Eckhaus Latta Plays With Contrasts For SS22

A range of skin-baring looks in a neutral palette was launched at the brand’s NYFW show.

Eckhaus Latta is synonymous with fun and colorful—usually.

 

For their spring 2022 ready-to-wear collection, the brand who put fun, graphic printed jeans into the mainstream of high fashion denim, proved their versatility in a range of sleek and chic neutrals, turning play into party and dosing a newfound sense of sophistication to their clothes.

A more mature collection than their recent seasons, the spring show is, for Eckhaus Latta, a feat of structure and design more than anything else. In a series of creative cut-outs—tank tops with exposed belly buttons or a sheer breastbone, long sleeve shirts with seemingly random holes in the arms and torso, a sweater that only covers half the body—and a subdued color palette of neutrals threaded with vibrant shades of lime, orange and pink, the American fashion brand is leaning into all that is contemporary and urban.

 

A play of contrasts and complements sits at the core of the collection: you have knitwear, and you have the sheerest of fabrics.
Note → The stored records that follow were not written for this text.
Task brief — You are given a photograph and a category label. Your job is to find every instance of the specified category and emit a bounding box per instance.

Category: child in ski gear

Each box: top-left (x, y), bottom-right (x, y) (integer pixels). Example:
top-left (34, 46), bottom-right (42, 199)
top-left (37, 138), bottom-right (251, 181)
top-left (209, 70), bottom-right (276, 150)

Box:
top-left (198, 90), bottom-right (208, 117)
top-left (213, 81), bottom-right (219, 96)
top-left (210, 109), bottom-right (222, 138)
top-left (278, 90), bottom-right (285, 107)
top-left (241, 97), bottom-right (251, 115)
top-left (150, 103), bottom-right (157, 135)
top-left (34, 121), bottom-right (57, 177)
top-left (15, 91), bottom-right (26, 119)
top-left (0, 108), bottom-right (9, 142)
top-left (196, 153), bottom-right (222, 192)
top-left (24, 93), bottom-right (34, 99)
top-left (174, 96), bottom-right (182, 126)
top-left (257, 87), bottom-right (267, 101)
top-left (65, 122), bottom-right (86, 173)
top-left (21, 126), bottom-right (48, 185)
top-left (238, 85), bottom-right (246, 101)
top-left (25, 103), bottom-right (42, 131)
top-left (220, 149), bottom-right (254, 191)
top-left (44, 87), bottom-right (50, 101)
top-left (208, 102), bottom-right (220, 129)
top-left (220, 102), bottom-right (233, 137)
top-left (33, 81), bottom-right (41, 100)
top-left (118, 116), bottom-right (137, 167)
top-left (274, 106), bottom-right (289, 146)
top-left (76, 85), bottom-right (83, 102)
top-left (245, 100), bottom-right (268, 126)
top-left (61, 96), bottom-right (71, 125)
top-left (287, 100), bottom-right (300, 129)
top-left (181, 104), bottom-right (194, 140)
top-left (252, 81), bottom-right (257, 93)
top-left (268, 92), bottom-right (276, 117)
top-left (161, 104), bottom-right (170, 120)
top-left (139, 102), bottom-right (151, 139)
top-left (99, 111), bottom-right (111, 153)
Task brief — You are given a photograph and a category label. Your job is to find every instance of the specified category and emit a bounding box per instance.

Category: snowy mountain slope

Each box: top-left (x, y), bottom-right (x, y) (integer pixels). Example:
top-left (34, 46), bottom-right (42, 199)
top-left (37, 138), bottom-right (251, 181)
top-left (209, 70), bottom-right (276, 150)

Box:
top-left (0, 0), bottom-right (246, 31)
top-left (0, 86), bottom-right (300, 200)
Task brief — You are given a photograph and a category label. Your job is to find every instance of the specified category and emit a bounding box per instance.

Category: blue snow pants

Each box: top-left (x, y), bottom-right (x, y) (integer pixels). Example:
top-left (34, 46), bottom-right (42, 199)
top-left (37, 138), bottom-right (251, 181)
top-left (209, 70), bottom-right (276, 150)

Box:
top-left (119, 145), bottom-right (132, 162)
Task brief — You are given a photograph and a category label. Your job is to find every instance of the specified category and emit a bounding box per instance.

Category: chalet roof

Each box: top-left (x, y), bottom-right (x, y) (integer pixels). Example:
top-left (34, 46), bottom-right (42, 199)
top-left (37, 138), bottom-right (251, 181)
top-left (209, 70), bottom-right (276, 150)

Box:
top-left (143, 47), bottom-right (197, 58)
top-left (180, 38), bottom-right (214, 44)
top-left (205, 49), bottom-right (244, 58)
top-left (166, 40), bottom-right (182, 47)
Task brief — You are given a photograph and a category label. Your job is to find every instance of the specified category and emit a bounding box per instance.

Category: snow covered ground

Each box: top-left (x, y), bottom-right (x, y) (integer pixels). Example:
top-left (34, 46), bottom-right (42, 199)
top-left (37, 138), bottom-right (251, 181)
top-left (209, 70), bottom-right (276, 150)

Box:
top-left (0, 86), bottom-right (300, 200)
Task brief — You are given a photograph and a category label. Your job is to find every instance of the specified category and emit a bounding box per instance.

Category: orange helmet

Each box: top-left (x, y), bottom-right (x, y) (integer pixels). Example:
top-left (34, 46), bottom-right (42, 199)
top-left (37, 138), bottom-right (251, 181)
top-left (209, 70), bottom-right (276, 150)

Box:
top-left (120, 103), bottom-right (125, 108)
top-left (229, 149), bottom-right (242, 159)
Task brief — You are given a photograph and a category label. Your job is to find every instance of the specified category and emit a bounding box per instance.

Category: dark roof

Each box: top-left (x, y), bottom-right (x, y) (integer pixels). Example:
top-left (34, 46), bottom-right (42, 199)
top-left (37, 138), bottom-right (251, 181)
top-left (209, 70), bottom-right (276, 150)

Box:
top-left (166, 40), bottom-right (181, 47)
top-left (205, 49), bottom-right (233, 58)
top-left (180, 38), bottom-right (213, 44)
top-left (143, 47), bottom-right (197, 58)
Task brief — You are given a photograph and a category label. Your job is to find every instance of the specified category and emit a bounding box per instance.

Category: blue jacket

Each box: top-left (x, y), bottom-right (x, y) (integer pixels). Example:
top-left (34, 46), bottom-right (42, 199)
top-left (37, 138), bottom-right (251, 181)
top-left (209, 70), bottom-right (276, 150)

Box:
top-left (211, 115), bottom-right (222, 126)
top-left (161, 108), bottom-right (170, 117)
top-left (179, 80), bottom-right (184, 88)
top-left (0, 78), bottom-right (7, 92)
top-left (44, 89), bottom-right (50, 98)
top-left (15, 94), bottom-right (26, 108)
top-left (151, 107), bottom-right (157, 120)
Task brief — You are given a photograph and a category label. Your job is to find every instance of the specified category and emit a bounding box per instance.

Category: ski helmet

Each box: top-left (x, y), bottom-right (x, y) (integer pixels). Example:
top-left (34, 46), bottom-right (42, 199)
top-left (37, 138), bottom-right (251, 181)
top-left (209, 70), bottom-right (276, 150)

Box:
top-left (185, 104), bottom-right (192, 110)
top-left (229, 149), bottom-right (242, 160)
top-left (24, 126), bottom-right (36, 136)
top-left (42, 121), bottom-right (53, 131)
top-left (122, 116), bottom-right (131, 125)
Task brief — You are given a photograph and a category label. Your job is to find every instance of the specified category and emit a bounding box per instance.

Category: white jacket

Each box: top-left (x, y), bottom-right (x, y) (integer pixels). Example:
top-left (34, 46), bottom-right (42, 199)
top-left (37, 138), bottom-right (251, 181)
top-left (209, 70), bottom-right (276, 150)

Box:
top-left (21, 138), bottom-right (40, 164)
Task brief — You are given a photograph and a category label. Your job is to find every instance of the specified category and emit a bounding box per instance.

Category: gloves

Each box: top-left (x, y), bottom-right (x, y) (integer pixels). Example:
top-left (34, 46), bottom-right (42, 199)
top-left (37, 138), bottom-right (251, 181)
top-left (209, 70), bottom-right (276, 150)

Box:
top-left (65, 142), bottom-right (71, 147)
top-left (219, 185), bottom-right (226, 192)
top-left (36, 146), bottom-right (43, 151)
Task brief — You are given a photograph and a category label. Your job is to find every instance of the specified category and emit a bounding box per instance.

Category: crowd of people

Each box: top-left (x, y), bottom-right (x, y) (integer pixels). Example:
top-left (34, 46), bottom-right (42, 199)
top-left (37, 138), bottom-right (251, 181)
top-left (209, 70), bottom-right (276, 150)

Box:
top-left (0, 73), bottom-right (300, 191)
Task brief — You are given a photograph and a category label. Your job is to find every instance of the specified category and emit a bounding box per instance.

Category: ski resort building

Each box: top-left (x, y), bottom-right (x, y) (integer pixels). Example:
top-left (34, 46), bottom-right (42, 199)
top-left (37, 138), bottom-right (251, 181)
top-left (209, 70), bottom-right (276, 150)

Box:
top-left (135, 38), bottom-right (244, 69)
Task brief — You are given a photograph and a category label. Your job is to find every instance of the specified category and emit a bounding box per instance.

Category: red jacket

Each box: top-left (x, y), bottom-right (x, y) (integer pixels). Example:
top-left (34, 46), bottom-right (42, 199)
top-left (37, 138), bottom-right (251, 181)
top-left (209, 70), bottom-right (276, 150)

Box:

You have pants covering both legs (as pants typically do), and you have the vaguest idea of a tank top, covering the shoulders and sides, leaving a gaping hole of exposure at the torso (as shirts typically do not). You have leather, and you have silk; deep fuschia, and bright green; something elevated, and something approachable, accessible.

 

Many brands think that to elevate to a new level of maturity, the youthful vibrancy and playfulness of the clothing has to be shed; Eckhaus Latta knows that this is not the case, and triumphantly proves so. Despite being cohesive, the collection is never repetitive; no two looks are the same, and the very best ones riff off of each other, evoking Eckhaus Latta as a mood, a moment, a clear vision for the most stylish spring.

Standout looks include a burnt orange leather coat and matching pants; a gauze-y, sheer whitte shirt and pants set, exposing the flesh while still putting fabric on every part of it, draping past the fingertips (or, mummy couture); and a sweater that pushes the limits of the word itself by even calling itself a sweater, when really, it’s more of a glove and a sweater asymmetrically sliced down the torso.

 

But, as with all things that could be questionable in this collection, Eckhaus Latta manages to get away with it.